Medical volunteers from local universities and around the province, some local NGOs like the Muhammadiyah Disaster Management Center, and organisations like the Red Cross have also set up emergency health posts. But official help hasn’t reached everywhere it’s needed.

In outlying villages up the coast, for example, some survivors have spread into the surrounding mountains.

Irham, who uses one name, heads a volunteer team of professors and students from the medical department of Palu’s Tadulako University. The group has been sending small teams to assess conditions and provide medical check-ups in remote places like Tompe, which volunteers visited last Friday – a full week after the disaster hit.

“There hadn’t been anyone [else] there,” Irham said. “We had 146 patients, mostly diarrhoea and respiratory infections.”

A single minaret stands among hundreds of flattened houses in Mamboro district, Palu, in Indonesia’s Central Sulawesi province.
Ian Morse/IRIN
A single minaret stands among hundreds of flattened houses in Mamboro district, Palu, in Indonesia’s Central Sulawesi province.

Irham, who sleeps at his healthcare station in Palu, said his group’s supply of diarrhoea medication is nearly finished, and he’s not sure when he’ll be able to get a new batch. He said the coordination and communication of official aid has been poor for volunteer groups like his.

Preventable health problems

Other health facilities are also running low on key supplies, and staff are unsure of when they’ll be replenished.

“We can’t really hope that much for the medicine we need, because the people who coordinate the aid are at the city health office, not us,” said Oktoviandri, a doctor at Woodward Palu Hospital, a facility run by the Salvation Army.

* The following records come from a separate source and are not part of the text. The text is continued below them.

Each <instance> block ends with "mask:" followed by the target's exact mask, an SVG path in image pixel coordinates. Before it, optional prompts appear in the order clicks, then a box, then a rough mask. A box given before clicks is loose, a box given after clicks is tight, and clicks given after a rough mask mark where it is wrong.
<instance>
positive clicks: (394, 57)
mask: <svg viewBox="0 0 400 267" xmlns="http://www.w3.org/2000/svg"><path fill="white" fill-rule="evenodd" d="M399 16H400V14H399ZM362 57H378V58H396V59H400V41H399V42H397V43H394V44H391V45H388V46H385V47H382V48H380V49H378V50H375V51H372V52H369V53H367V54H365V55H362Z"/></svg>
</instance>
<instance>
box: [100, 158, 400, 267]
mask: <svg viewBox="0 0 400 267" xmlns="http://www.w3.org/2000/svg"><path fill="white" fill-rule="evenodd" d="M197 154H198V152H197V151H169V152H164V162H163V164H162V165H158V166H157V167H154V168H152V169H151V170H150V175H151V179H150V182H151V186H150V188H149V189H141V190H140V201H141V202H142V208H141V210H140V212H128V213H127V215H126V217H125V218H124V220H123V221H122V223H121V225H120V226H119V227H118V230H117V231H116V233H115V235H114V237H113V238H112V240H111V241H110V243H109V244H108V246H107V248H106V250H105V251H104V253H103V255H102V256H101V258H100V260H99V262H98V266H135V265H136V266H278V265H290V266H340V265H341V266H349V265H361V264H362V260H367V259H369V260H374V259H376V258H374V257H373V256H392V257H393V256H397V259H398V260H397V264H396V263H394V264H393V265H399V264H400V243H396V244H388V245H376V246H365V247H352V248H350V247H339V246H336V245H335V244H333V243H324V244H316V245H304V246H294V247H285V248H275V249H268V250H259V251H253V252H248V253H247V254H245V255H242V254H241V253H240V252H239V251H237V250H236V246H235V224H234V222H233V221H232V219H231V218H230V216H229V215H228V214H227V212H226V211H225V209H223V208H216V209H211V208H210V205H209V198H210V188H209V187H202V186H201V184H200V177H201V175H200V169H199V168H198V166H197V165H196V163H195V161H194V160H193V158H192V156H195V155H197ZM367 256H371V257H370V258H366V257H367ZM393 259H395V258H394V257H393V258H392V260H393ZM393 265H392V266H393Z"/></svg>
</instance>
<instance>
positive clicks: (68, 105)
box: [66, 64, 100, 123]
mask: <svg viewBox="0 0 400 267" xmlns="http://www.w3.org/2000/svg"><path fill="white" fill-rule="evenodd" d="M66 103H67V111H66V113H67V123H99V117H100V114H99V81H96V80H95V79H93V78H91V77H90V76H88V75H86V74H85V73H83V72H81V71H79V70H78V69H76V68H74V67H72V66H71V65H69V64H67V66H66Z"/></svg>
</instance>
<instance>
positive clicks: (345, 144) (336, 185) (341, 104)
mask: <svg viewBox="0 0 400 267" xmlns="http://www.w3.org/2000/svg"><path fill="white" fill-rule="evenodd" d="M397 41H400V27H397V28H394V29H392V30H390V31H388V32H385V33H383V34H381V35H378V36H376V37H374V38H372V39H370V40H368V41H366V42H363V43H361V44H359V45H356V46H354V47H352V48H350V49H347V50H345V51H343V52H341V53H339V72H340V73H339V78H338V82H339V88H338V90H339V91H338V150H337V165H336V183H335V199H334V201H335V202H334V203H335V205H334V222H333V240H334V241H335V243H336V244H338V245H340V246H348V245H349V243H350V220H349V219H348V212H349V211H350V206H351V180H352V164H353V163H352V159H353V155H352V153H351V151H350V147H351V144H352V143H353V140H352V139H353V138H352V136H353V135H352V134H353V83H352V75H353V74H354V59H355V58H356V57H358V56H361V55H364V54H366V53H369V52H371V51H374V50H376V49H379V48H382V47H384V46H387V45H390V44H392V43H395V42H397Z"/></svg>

The hospital sustained relatively little damage compared to the worst-hit parts of Palu. Oktoviandri, who uses one name, said more people from these other areas are coming in with respiratory infections and diarrhoea, but the hospital doesn’t have the staff to handle the extra workload.

Many health clinics are also short-staffed as local employees were themselves affected by the disaster. In Dolo, a village in Sigi to Palu’s south, only 30 percent of the staff at one heavily damaged local clinic are coming to work, said Vlatko Uzevski, programme manager with the US-based medical NGO Project Hope, which is working at the clinic.

“Most of the patients are complaining of upper respiratory tract infection, hypertension, anxiety,” he said. “But we also have trauma patients. It’s usually wounds on the limbs [and] head that haven’t been treated because they thought it’s not serious, and now we have to clean the wounds.”

“There are a lot of people who appear here with diseases that could be prevented with a more hygienic environment, with better sanitation.”

More than 10 days after the disaster struck, some basic infrastructure is being restored in Palu. Phone service is coming back across the city, but it’s still paralysed in parts of Donggala, north of Palu, as well as Sigi.

Shipments of food, clothes, water, and fuel have started to arrive – last week’s lengthy queues outside petrol stations have mostly disappeared. Electricity has been restored to a few parts of the city, though entire neighbourhoods are still in the dark.

Irham, the university volunteer, says it’s essential that authorities ensure a steady supply of clean water throughout the disaster area.

“There are a lot of people who appear here with diseases that could be prevented with a more hygienic environment, with better sanitation,” he said.